Samuel Russell II House (1711)
The house at 5000 Durham Road in Guilford has been variously dated to 1711, 1754 and 1789. Known as the Samuel Russell II House, it is part of Bluff Head Farm, which includes several historic barns. The farm is located across the street from the entrance to Braemore Preserve (more…)
David Adams, Jr. House (1770)
The house at 4 West Simsbury Road in Canon was built c. 1760 or 1770 (the latter date is indicated by a sign on the house) by David Adams, Jr. (1740-1834). For many years, the house, located along a stagecoach line, was used as a tavern operated by Gen. Ezra Adams (1751-1836), who built a house nearby. He was also a leather-worker, making boots, saddles and harnesses. Ezra and George Adams ran a store in a small building connected to the main house. This building also served as a post office after George’s brother, Oliver Adams, was appointed postmaster in 1842. The building was removed in 1906 and the mail was moved to the main house, which had two front doors at the time. The last postmaster was Mary Vining Adams (wife of Henry H. Adams), who ran the post office from 1923 to 1937. For many years, the role of postmaster was shared back and forth with members of the Weed family (in 1826, Dr. Benjamin Weed became the first first postmaster in North Canton).

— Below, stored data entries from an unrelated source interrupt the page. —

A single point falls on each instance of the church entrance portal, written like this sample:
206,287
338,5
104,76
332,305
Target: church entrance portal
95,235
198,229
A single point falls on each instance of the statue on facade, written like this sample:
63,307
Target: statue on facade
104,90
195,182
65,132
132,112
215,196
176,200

The property was later owned by Louis Diehms, who used the house as an antiques shop. In 1953, Mary and Whitney Jennison purchased the house, which they restored. They discovered evidence that the house once had a gambrel roof. On November 8, 1962, the restored house was one of five old houses in Canton opened to the public as part of a house tour to benefit a landscaping project at the Cherry Brook Elementary School. An article announcing the tour and focusing on the Jennison House appeared in the Hartford Courant on Sunday, October 28, 1962.

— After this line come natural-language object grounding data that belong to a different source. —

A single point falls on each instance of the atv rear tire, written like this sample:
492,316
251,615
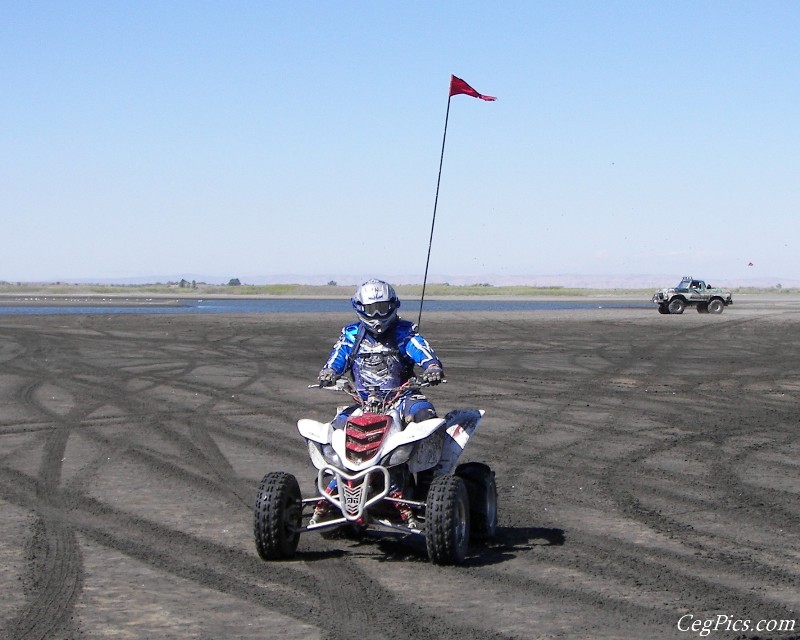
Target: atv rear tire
482,490
278,516
447,520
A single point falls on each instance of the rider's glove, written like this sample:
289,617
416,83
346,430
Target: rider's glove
327,377
433,375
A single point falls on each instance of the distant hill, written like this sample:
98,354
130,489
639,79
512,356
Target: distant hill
565,280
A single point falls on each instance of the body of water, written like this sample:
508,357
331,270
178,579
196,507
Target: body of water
410,308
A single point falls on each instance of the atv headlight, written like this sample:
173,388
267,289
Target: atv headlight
331,457
315,453
323,454
399,455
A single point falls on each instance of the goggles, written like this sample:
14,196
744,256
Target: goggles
380,309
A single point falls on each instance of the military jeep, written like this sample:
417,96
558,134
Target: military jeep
690,292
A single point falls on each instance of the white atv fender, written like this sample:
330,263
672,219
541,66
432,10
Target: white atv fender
459,426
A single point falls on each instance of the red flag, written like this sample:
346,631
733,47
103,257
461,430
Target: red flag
458,86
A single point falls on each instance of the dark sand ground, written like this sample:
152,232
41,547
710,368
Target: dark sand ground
648,470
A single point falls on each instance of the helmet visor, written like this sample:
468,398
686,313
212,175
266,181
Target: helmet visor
380,309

Jonathan Bishop, Jr. House (1750)
The house at 41 West Morris Road, in the Bantam section of Litchfield, was built between 1742 and 1755 (the first mention of the house is in 1755) by Jonathan Bishop, Jr. The left section may be the original part of the house (so the chimney would have been on the right side), with the right section added later. The original chimney would have been much larger.
Joel Clemons House (1755)
The house at 1062 Bantam Road, in Bantam section of Litchfield, was built by Joel Clemons c. 1755-1756, shortly after he acquired the land from his father John. Joel married Sarah Pettibone in 1757. Aaron Bradley and his son-in-law, Henry Wadsworth, proprietors of the Bradley Tavern, owned the house in the 1820s. James K. Wallace and his wife, Abigail Kilbourn Wallace, bought the property in 1826. Their son, Dr. James K. Wallace, practiced medicine in the house. The Wallace family raised the house from being a one-and-a-half story cape to a full two stories. The house’s ell was once the parsonage of the Baptist Church and was moved from its original site on Cathole Road. A different door has been installed since 1987, when a photograph of the house was taken for the Historical and Architectural Resources Survey of Litchfield, Connecticut: The Bantam/Milton Area (1987). In recent years the house was home to Gilyard’s Outfitters, Ltd.